More than 20 years ago, when my first daughter was born with cerebral palsy, my wife and I were plunged into that netherworld of home health care. I’ve since learned that there are lots of us. Tens of millions of us, actually, somehow holding down full-time jobs and cobbling together what looks like a normal life. We rely, precariously, on personal care aides, the fastest-growing occupation over the next decade, according to the Labor Department. They’re usually poor, female and, in my experience, recent immigrants, making less than fast-food workers. The good ones adored our daughter, read her books and enjoyed singing to her. The bad ones stood on the patio smoking cigarettes and talking on the cellphone until it was time to leave.
Evison’s bittersweet novel is about one of the good ones: no Florence Nightingale, just a witty, brokenhearted man who needs a job. He’s not perfect, and neither is this novel, but it’s moving and funny, and, my God, how refreshing it is to read a story about someone caring for a disabled person that isn’t gauzed in sentimentality or bitterness. Among his several odd jobs, Evison once worked as a personal care attendant himself, and this novel is dedicated to one of his clients. The experience seems to have taught him just what true caregiving is all about, and that insight along with his plaintive sense of humor had me alternately chuckling and wiping my eyes through much of his book.
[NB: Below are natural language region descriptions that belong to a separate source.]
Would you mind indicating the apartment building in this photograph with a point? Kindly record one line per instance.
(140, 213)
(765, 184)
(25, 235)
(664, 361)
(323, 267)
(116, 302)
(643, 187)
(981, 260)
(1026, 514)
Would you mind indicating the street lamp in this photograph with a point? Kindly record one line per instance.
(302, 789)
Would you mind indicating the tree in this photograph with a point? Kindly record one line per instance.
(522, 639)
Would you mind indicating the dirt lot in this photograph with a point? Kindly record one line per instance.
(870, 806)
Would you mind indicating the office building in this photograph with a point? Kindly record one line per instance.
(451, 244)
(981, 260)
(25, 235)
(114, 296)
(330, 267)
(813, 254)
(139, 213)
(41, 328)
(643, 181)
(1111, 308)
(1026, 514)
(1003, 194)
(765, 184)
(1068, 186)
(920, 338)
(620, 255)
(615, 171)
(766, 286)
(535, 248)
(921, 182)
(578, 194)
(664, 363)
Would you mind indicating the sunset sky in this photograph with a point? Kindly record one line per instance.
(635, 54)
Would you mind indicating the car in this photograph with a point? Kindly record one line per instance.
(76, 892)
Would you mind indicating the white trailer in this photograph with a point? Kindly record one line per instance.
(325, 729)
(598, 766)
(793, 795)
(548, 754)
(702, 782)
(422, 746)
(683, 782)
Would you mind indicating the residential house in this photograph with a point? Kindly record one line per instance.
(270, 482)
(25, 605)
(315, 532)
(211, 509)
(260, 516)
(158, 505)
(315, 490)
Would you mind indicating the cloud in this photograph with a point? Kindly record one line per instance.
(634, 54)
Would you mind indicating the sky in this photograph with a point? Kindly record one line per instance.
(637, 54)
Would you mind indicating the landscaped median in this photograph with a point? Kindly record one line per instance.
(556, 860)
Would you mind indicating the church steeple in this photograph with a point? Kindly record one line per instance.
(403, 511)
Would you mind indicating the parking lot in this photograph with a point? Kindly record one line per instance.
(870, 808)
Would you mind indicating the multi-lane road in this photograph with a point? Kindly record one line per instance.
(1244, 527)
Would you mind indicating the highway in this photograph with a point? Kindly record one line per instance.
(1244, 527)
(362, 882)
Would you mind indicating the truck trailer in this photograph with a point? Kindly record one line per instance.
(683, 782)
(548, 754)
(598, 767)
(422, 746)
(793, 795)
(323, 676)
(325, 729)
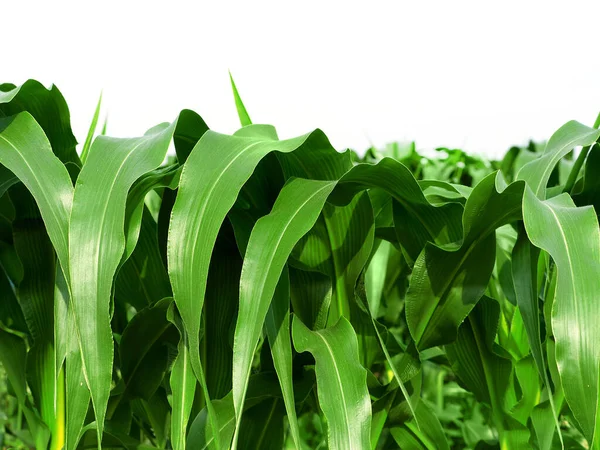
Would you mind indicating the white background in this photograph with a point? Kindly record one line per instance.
(476, 75)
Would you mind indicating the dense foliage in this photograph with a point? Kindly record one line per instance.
(251, 292)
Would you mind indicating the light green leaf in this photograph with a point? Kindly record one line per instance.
(341, 382)
(97, 242)
(183, 385)
(271, 242)
(448, 281)
(212, 178)
(570, 135)
(241, 109)
(572, 238)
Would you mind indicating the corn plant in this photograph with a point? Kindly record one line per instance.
(249, 292)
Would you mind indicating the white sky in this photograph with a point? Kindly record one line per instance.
(476, 75)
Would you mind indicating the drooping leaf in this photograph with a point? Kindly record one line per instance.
(272, 240)
(341, 382)
(97, 242)
(572, 238)
(448, 281)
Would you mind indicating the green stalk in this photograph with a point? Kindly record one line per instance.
(579, 162)
(58, 434)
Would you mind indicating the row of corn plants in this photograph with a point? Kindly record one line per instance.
(248, 292)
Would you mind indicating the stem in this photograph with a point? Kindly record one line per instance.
(579, 162)
(58, 435)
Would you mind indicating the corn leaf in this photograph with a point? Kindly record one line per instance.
(572, 238)
(341, 382)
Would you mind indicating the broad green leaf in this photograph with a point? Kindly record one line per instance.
(220, 310)
(570, 135)
(416, 220)
(143, 278)
(97, 242)
(277, 324)
(25, 150)
(262, 426)
(183, 386)
(483, 372)
(429, 436)
(310, 294)
(50, 111)
(200, 436)
(524, 273)
(341, 382)
(572, 238)
(13, 354)
(144, 350)
(271, 242)
(212, 178)
(448, 281)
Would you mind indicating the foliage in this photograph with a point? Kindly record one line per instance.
(252, 292)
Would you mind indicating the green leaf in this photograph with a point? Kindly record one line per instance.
(416, 220)
(97, 242)
(341, 382)
(271, 242)
(524, 272)
(212, 178)
(200, 436)
(572, 238)
(570, 135)
(277, 323)
(448, 281)
(183, 385)
(49, 109)
(144, 350)
(25, 150)
(241, 109)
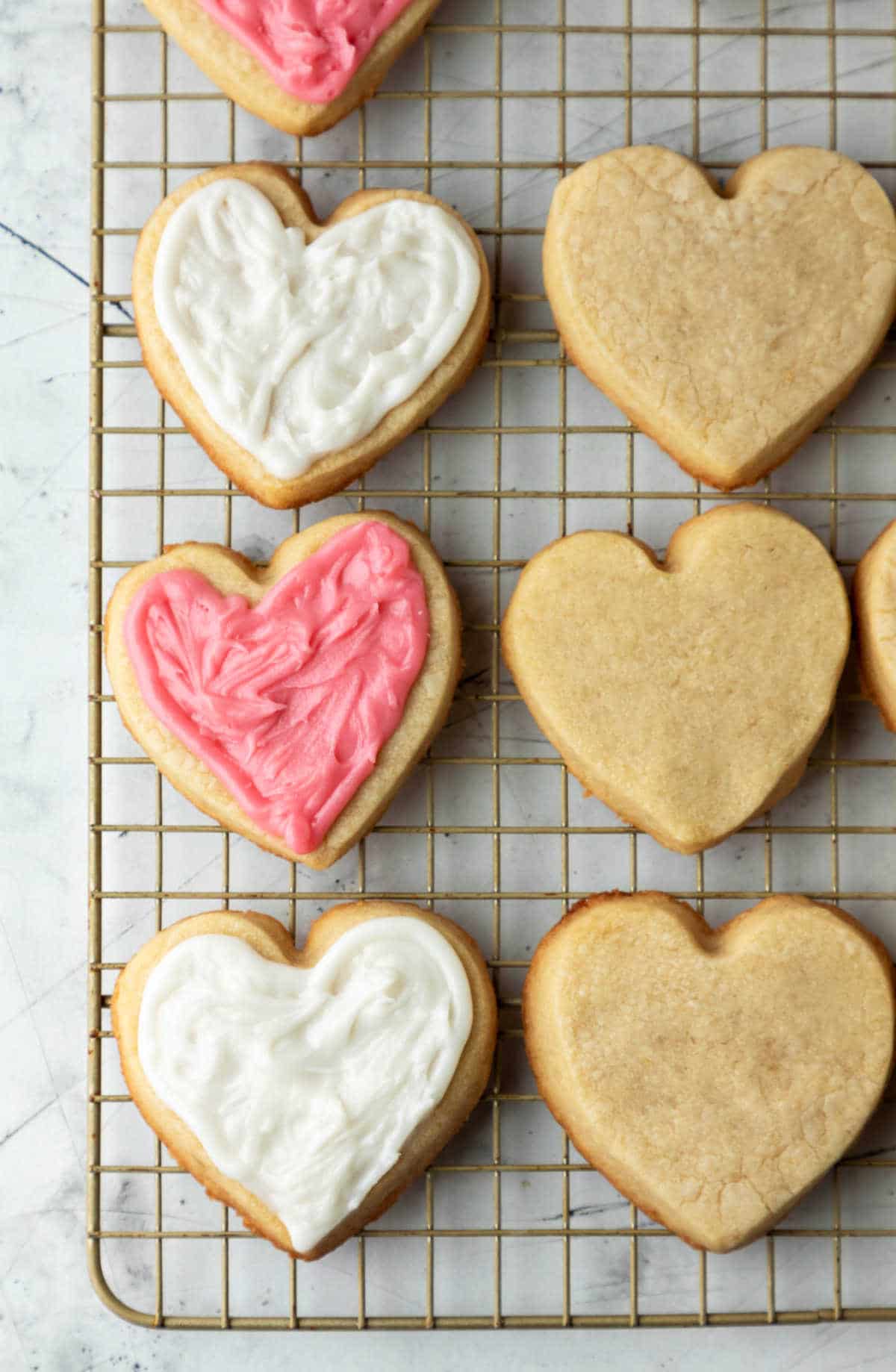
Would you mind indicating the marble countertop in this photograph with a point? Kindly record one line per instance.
(50, 1318)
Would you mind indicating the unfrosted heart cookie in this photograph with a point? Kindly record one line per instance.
(298, 353)
(288, 702)
(874, 594)
(306, 1088)
(727, 324)
(712, 1076)
(686, 694)
(301, 65)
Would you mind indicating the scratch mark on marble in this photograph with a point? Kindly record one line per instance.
(44, 328)
(36, 247)
(31, 1118)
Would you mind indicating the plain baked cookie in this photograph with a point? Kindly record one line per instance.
(725, 322)
(240, 700)
(283, 386)
(712, 1076)
(688, 694)
(209, 1041)
(874, 597)
(246, 80)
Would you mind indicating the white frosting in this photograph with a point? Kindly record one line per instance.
(298, 349)
(304, 1084)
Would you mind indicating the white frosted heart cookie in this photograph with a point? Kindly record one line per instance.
(712, 1076)
(727, 324)
(284, 62)
(288, 702)
(874, 597)
(306, 1088)
(298, 353)
(688, 694)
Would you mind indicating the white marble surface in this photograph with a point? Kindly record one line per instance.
(50, 1319)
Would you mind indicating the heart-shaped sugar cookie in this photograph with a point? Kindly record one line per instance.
(288, 702)
(298, 353)
(714, 1076)
(686, 696)
(874, 594)
(309, 1088)
(301, 65)
(725, 324)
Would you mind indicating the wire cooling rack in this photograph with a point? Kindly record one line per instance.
(496, 102)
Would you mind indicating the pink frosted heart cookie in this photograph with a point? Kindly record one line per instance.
(288, 702)
(301, 65)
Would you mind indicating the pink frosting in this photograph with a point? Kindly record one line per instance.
(311, 49)
(290, 702)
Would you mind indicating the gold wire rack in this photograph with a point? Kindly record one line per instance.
(509, 1228)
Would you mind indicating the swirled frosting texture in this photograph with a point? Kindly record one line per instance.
(299, 349)
(311, 49)
(290, 702)
(304, 1084)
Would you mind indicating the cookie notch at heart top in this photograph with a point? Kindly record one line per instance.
(686, 696)
(727, 324)
(270, 393)
(229, 574)
(247, 81)
(712, 1076)
(267, 938)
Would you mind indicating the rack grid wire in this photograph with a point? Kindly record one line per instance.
(511, 1227)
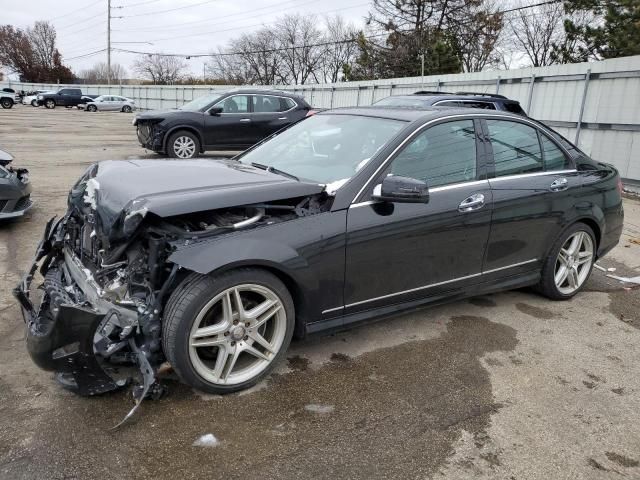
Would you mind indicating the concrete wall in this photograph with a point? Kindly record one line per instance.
(596, 104)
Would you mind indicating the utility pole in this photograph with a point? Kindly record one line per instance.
(108, 42)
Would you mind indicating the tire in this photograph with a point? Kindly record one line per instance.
(578, 264)
(183, 144)
(193, 305)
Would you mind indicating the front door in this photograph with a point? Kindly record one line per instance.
(232, 128)
(399, 252)
(533, 184)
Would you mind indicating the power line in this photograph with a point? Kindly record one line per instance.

The hapless narrator of “Revised Fundamentals” is Ben Benjamin, who’s just emerged from 18 months of blinding grief. His wife has left him, and his house has been repossessed. “Immobility is slowly draining the life out of me,” he says, “like a car left to sit in the driveway too long.” At 39, he knows he’s not qualified to do much. He’s sold muffins, worked at a bookstore, painted parade floats. “I’m just pathetic,” he says at the start of what I worried would be another whiny-man novel.
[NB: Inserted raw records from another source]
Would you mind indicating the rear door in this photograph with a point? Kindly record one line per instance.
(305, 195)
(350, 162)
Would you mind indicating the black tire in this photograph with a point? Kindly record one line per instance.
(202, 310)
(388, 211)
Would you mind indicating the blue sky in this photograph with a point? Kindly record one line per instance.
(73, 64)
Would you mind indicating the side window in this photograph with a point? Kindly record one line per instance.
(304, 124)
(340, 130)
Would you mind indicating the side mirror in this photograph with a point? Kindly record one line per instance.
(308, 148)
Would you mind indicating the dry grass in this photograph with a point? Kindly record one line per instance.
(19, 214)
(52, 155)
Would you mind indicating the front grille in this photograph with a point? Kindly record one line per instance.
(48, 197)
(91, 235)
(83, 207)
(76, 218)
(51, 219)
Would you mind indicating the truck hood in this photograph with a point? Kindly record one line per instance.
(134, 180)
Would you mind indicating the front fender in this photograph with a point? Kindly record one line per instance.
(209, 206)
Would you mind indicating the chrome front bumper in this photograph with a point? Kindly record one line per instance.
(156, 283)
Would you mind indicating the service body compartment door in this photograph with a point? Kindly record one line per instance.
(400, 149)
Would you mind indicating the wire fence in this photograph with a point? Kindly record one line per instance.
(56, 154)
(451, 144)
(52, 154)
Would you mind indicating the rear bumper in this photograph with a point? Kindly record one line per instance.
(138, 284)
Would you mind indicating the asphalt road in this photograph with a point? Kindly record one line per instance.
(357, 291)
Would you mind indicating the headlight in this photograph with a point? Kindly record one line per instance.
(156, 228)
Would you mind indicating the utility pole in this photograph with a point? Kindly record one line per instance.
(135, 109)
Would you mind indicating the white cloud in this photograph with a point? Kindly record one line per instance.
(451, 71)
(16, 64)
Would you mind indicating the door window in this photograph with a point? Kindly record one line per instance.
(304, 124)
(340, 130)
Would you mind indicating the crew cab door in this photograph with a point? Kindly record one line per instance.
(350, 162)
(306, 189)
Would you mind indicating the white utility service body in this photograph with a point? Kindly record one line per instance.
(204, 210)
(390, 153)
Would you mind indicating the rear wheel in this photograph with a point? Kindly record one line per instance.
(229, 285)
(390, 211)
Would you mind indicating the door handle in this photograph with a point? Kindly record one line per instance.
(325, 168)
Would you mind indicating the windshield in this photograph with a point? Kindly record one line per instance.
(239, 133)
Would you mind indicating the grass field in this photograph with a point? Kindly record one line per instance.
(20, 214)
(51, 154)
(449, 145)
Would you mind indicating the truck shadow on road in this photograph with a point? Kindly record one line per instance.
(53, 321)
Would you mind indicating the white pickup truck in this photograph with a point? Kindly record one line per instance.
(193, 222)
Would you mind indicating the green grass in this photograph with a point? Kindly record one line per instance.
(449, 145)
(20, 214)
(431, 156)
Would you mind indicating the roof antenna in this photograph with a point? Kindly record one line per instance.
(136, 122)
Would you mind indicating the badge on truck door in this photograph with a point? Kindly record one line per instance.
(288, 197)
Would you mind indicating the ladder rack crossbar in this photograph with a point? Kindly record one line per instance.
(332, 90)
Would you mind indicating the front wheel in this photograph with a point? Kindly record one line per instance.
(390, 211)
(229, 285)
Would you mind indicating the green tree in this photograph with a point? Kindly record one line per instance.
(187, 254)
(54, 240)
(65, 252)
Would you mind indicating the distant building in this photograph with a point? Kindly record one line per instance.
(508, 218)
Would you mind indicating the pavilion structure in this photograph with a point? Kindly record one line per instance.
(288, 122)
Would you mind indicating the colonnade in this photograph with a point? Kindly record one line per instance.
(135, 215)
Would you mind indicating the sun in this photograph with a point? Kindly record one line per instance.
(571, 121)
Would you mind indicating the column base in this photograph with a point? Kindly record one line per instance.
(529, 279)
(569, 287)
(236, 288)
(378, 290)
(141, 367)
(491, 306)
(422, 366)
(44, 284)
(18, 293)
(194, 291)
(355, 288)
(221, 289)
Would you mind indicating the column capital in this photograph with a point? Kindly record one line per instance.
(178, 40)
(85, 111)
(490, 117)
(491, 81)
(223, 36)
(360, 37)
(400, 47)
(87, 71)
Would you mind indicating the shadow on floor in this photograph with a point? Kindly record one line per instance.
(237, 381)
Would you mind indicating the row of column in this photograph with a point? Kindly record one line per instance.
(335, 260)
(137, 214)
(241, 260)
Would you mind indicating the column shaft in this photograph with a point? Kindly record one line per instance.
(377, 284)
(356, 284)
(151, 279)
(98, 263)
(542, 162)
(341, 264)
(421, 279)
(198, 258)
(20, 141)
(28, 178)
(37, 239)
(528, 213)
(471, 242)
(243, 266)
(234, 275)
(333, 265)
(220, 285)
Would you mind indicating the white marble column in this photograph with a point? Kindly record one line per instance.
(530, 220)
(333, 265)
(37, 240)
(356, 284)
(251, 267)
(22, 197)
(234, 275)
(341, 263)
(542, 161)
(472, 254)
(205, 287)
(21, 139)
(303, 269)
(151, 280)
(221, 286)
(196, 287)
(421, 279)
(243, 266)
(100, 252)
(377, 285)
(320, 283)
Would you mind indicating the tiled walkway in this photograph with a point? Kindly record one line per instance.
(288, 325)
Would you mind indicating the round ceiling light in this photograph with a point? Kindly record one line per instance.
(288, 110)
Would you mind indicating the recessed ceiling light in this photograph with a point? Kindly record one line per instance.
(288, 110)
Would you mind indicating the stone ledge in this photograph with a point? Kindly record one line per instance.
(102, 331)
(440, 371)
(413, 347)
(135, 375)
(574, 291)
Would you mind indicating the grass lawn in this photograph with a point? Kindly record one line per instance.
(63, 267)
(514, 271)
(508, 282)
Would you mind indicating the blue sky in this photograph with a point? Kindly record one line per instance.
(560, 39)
“What led you to caregiving?” a potential client asks him.
“I’m a caring person,” he says. “I understand people’s needs.”
“Why do you wanna work for nine bucks an hour?”
“I’m broke.”
Despite that candor, Ben gets a job caring for 19-year-old Trev, who uses a wheelchair and lives with his mom. The young man is twisted and shrunken by the effects of MD (“103 pounds at his last checkup”), but Ben sees “a pretzel with a perfectly healthy imagination.” Warily, the two men strike up a friendship within the narrow confines of Trev’s abilities. They watch a lot of the Weather Channel and rate the weather girls’ breasts. They plot wacky roadside attractions on a giant map of the United States (the Spam Museum, the Two Story Outhouse, etc.). And much of their time is taken up with the arduous demands of caring for someone who can’t shower or use the bathroom by himself. The work is dull, embarrassing, icky. This is a kind of intimacy most people don’t see much of in life — or fiction. (There’s also some macabre caregiver humor here that only we caregivers will get.)